Bekasi, Rasilnews – Pengamat Ekonomi Politik, Ichsanuddin Noorsy mengkritisi kebijakan pemerintah yang dinilai tidak sesuai dengan UUD 1945. Ia menyebut, saat ini Indonesia malah menjalankan kebijakan-kebijakan neo-liberal.
Noorsy merasa tak heran jika Amerika Serikat dan Jerman menjadi dekat dengan Indonesia dan terkesan ‘menolong’ rezim ini. Pasalnya rezim saat ini, menurutnya sangat dekat dengan pengaruh neo-liberal.

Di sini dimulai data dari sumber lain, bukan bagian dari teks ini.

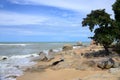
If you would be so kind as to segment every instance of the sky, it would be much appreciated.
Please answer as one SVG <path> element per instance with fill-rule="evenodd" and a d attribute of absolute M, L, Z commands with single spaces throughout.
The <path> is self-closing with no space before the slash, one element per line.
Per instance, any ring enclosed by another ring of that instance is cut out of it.
<path fill-rule="evenodd" d="M 90 41 L 82 20 L 91 10 L 114 17 L 115 0 L 0 0 L 0 42 Z"/>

“Itu yang makin meyakinkan saya bahwa, sesungguhnya Barat sedang menolong rezim ini. Itu yang membuat, oh pantas saja Indonesia mendapat dukungan dari sejumlah negara, baik AS maupun Jerman. Karena kebijakannya begitu manut dan patuh pada kebijakan neo-liberal,” jelas Noorsy dalam wawancara Topik Berita Radio SilaturahimAM 720Khz edisi Selasa (11/10).
Revormasi, kata Noorsy, telah membuahkan krisis konstitusi dan neo-liberalisme. Hal-hal seperti ini, menurutnya akan menjauhkan Indonesia dari visi misi negara dalam UUD 1945 serta Pasal 33 ayat 1, 2, dan 3.
“Revormasi bukan sekadar berbuah krisis konstitusi. Revormasi memang berhasil membesarkan PDB (Produk Domestik Bruto), tapi kalau dilihat per kapitanya, dari penguasaan domestiknya, perencanaan-perencanaan pemerintahnya, maka revormasi sesungguhnya mengemukakan kebijakan-kebijakan neo-liberal. Itu yang membuat saya nelangsa,” ujar Noorsy.
“Karena kebijakan neo-liberal itu makin menjauhkan kita dari kata pembukaan UUD 1945 dan Pasal 33 ayat 1, 2, 3. Dengan begitu, kebijakan APBN berdasarkan Pasal 23 berkaitan dengan Pasal 27 ayat 2 tentang tiap warga negara berhak atas kehidupan yang layak, itu akan makin susah terjangkau,” jelas mantan anggota DPR/MPR RI 1997-1999 itu.
Sebagai informasi, Pasal 33 ayat 1, 2, 3 berbunyi: Perekonomian disusun sebagai usaha bersama berdasar atas asas kekeluargaan (1) Cabang-cabang produksi yang penting bagi negara dan yang menguasai hajat hidup orang banyak dikuasai oleh negara” (2) Bumi dan air dan kekayaan alam yang terkandung di dalamnya dikuasi oleh negara dan dipergunakan untuk sebesar-besar kemakmuran rakyat (3).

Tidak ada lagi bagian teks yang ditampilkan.